Poets: okay, but what if everything is bad and we still fall in love with the moon and learn something from the flowers.   

And I think about the power of art. Of falling in love with the moon and learning from the flowers. I think of a few lines from Joy Sullivan’s poem Instructions for Traveling West which say, “Give grief her own lullaby. Drink whiskey beside a hundred-year-old cactus. Honor everything. Pray to something unnameable.” And about how words carry power. (Can’t you see yourself next to that cactus with a whiskey in your hand honoring something? Maybe even in cowboy boots with spurs? Or next to John Wayne?) How images can make memories. How memories can form a life. One year, two years, seventy-one years, ninety-three years of life.

I think about how I just finished writing a book and how, in the last three weeks, I became nearly consumed – a moth in a flame – with the work. Coming up for breath, out of the zapping fire, to the world where I had to make my lunch or go to bed and wished I didn’t have to. How the beauty of the words, sentence after sentence, paragraph after paragraph, scene after scene filled me with joy. How writing The End had been bittersweet because I didn’t want my participation with the story to be over.

And yes, of course, there will be another book to write, another poem to read, but in that moment, in this moment now, this moment that’s been loaned to me, shouldn’t I take notice of how resplendent the Quetzal bird’s feathers are? How the waterfall sounds like a roaring wind? How the etched upon obsidian feels under the touch of my thumb? How the whiskey burns? How the cactus flowers bloom?

Don’t we all want to be consumed by something?

After we’ve said our goodbyes, my mom and I, to my great aunt and to those who came to say goodbye to her as well, I take the poetry home with me in a pocket of my heart. 
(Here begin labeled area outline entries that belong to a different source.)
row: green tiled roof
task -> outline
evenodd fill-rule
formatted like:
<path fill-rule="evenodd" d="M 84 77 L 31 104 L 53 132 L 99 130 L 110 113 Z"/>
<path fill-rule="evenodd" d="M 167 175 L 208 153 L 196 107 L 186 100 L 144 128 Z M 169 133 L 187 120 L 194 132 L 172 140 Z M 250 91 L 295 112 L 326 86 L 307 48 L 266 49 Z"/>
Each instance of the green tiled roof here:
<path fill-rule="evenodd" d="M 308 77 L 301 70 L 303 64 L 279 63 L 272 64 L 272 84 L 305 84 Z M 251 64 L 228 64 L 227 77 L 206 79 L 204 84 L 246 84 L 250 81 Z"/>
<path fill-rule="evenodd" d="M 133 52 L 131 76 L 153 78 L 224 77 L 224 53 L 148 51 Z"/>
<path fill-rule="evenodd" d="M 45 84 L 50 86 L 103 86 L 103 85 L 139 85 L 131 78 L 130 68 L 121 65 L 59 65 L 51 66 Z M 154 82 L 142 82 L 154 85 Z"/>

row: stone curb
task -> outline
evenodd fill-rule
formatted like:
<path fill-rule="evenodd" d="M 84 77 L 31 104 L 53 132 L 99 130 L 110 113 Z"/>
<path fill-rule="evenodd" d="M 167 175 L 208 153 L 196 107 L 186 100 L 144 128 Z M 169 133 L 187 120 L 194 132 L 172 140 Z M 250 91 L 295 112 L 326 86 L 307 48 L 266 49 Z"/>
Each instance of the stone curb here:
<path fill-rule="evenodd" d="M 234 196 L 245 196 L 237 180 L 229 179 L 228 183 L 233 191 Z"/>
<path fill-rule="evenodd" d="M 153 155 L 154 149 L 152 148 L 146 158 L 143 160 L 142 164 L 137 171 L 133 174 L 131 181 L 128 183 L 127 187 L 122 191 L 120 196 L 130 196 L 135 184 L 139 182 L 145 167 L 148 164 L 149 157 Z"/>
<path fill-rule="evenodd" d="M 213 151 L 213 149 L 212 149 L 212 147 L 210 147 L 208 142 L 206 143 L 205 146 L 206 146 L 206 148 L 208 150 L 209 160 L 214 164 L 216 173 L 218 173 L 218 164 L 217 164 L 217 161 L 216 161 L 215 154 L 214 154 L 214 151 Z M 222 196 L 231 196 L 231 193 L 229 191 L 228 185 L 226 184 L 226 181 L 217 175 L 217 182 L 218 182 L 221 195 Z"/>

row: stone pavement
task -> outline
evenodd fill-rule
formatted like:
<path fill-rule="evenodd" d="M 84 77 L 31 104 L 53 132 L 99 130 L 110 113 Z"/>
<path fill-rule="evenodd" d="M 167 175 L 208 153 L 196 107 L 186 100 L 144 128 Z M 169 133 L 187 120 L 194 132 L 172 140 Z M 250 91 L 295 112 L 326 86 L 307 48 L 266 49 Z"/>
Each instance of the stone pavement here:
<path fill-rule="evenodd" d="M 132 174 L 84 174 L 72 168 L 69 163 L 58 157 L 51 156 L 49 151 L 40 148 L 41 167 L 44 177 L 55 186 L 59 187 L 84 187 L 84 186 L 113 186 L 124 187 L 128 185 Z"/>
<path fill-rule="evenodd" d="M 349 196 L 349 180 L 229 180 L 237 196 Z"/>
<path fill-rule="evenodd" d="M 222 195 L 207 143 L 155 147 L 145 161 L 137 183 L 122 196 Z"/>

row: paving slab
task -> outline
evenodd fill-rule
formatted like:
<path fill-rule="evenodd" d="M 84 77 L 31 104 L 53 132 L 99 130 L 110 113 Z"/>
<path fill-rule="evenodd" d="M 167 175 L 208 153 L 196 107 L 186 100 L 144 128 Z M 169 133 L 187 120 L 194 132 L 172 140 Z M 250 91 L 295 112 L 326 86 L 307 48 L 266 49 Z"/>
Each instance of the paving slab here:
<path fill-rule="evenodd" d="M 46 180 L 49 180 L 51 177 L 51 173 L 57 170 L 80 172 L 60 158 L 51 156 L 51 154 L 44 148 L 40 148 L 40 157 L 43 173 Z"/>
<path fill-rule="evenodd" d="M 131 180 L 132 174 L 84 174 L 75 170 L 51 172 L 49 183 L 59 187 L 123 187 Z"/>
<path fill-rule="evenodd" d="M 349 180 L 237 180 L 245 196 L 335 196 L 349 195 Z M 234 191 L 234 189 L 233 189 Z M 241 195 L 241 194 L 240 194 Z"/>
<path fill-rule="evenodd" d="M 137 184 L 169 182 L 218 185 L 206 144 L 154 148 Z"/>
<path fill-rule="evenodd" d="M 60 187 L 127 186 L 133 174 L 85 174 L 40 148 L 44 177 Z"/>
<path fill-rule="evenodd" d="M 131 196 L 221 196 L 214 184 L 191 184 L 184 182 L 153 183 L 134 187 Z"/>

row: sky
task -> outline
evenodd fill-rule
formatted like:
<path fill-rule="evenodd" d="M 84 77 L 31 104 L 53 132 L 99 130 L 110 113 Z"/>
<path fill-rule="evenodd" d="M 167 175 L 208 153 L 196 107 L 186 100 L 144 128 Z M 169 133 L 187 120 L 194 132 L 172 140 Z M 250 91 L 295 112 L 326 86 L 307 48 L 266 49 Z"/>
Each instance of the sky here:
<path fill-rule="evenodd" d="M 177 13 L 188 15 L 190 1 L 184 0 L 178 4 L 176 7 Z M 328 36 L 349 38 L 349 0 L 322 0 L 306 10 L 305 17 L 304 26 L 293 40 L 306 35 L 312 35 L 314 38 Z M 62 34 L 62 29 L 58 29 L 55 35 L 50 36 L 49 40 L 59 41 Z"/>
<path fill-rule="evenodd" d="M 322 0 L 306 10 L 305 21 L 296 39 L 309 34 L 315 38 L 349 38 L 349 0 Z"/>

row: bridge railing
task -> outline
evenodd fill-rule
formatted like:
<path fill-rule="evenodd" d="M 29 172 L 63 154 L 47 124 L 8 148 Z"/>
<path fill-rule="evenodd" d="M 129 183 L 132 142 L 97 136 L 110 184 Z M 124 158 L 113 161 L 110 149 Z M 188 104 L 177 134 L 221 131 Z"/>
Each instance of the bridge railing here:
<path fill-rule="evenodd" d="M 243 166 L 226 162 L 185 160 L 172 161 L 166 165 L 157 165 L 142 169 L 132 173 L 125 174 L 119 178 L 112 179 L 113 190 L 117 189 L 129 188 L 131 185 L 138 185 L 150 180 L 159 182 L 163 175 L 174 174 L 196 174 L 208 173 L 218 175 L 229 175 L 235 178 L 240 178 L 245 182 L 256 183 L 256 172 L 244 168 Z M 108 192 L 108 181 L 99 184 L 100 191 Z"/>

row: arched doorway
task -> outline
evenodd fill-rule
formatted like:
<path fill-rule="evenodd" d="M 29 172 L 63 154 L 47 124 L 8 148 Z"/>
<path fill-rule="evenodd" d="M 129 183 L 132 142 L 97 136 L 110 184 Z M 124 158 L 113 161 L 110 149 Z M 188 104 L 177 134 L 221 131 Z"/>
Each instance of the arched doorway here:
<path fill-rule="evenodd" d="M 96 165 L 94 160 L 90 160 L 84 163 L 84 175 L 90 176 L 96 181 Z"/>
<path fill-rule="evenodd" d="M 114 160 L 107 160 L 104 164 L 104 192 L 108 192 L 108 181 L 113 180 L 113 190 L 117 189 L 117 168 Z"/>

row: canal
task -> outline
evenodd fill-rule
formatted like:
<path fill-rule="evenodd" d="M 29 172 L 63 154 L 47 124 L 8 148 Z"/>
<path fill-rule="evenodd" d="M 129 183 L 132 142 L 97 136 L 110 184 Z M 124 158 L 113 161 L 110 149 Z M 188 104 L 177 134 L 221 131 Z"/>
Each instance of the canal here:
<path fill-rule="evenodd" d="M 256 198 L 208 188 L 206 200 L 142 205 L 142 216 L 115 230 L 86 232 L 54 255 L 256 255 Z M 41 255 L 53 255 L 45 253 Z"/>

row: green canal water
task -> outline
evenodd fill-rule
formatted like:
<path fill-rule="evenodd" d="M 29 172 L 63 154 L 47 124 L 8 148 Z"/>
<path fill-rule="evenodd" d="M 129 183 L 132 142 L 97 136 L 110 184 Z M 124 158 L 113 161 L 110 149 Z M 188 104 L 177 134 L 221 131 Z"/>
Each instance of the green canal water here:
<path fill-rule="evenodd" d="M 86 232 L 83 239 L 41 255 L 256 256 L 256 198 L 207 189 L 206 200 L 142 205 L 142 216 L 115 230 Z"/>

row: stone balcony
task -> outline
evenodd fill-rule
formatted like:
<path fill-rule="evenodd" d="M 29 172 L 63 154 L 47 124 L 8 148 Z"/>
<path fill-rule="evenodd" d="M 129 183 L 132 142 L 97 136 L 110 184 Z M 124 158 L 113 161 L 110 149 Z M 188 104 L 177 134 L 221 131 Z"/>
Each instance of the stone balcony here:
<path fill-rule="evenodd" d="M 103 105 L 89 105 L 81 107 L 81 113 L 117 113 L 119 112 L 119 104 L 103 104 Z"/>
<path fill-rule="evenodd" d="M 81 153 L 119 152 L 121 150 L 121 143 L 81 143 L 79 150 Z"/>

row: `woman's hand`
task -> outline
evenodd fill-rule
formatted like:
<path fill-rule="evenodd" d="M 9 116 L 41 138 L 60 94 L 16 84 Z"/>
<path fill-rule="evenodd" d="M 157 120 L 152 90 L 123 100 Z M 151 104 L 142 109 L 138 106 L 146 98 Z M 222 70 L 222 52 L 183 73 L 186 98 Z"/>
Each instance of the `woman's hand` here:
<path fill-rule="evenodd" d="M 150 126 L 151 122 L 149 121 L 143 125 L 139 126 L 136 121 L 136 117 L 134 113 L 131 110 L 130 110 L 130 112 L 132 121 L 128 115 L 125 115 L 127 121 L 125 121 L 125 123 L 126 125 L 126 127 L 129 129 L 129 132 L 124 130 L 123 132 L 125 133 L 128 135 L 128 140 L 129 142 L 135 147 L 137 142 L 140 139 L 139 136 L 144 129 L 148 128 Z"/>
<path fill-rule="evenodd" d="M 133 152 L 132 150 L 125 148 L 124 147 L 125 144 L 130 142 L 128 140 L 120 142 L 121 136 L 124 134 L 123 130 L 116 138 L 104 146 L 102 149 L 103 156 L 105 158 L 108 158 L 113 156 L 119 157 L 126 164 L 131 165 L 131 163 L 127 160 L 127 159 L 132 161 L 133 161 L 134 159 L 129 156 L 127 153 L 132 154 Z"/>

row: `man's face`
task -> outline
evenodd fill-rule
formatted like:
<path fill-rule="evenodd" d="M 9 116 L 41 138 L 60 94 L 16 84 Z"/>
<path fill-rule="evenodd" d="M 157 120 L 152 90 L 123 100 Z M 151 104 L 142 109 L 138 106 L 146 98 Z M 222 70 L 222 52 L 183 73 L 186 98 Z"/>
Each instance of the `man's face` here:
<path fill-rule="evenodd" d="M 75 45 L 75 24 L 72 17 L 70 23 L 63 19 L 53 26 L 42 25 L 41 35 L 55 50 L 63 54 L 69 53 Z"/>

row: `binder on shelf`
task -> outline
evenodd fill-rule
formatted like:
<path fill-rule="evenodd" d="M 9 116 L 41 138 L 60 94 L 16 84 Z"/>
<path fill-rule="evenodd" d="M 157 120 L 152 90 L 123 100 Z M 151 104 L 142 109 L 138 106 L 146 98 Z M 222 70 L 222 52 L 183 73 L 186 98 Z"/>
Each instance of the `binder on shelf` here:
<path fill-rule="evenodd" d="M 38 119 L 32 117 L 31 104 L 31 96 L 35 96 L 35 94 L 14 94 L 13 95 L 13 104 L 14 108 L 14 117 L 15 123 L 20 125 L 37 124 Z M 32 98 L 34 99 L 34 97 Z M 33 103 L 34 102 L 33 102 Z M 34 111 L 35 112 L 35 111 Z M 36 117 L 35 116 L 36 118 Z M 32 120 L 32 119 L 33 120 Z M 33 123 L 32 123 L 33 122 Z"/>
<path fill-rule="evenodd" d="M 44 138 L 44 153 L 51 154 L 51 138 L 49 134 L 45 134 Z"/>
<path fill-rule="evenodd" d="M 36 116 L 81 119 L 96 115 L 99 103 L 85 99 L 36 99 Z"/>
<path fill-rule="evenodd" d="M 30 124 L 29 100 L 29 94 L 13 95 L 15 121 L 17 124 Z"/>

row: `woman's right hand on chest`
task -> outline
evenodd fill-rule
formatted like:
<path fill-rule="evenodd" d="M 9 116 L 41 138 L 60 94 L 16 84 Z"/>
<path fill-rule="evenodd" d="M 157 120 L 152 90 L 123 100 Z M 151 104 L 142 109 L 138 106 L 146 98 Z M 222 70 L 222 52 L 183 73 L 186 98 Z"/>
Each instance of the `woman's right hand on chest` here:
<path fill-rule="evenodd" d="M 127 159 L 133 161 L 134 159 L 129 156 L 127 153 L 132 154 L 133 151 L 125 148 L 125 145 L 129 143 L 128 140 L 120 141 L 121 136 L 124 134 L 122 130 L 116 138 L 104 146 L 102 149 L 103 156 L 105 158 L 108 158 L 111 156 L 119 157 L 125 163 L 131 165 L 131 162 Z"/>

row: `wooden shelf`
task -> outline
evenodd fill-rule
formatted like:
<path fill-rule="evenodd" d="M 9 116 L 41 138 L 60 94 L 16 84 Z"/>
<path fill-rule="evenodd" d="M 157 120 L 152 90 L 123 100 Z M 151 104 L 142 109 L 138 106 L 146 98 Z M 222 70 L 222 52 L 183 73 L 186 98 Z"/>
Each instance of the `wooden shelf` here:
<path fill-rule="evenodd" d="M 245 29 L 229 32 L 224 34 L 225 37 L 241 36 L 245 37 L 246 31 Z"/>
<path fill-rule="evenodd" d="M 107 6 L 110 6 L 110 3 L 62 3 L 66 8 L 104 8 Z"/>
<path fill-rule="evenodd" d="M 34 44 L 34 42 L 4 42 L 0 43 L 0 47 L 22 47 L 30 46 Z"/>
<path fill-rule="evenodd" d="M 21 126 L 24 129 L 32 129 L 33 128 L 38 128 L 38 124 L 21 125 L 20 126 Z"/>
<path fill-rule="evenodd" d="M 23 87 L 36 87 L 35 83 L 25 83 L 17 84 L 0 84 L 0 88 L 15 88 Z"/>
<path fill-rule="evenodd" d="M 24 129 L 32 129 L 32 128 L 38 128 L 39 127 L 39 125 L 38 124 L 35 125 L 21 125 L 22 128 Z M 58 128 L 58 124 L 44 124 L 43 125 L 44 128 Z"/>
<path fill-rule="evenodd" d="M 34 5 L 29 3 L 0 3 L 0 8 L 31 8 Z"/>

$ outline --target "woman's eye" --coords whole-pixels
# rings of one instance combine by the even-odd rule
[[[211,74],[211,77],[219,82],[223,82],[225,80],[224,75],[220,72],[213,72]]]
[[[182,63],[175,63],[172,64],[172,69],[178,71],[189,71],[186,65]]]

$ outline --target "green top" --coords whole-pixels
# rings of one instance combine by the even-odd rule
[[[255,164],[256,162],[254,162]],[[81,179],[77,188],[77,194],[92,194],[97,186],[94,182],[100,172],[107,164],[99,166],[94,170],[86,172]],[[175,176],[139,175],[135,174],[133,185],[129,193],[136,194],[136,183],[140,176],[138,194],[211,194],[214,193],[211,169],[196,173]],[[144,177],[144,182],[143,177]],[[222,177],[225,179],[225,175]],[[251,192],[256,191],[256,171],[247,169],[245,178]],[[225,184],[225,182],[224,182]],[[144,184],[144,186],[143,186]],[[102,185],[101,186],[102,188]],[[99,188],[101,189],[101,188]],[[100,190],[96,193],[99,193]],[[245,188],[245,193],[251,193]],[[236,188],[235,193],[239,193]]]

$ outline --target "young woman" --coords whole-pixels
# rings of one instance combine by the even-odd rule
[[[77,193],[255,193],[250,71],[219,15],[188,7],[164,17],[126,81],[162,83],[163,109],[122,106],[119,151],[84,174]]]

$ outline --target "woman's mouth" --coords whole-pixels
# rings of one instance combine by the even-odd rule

The streets let us find our way back to the house and I think about how hard it can be to live in this world. But noticing the poems, the birds, and the fading flowers and feathers helps. For art softens, outlines, records, translates, gives voice, quietens, and displays in all its various forms. So that when the short while is over, when we say goodbye to someone, when we are at the end of a book, a day, or our own life, we can see that love too, is a kind of art.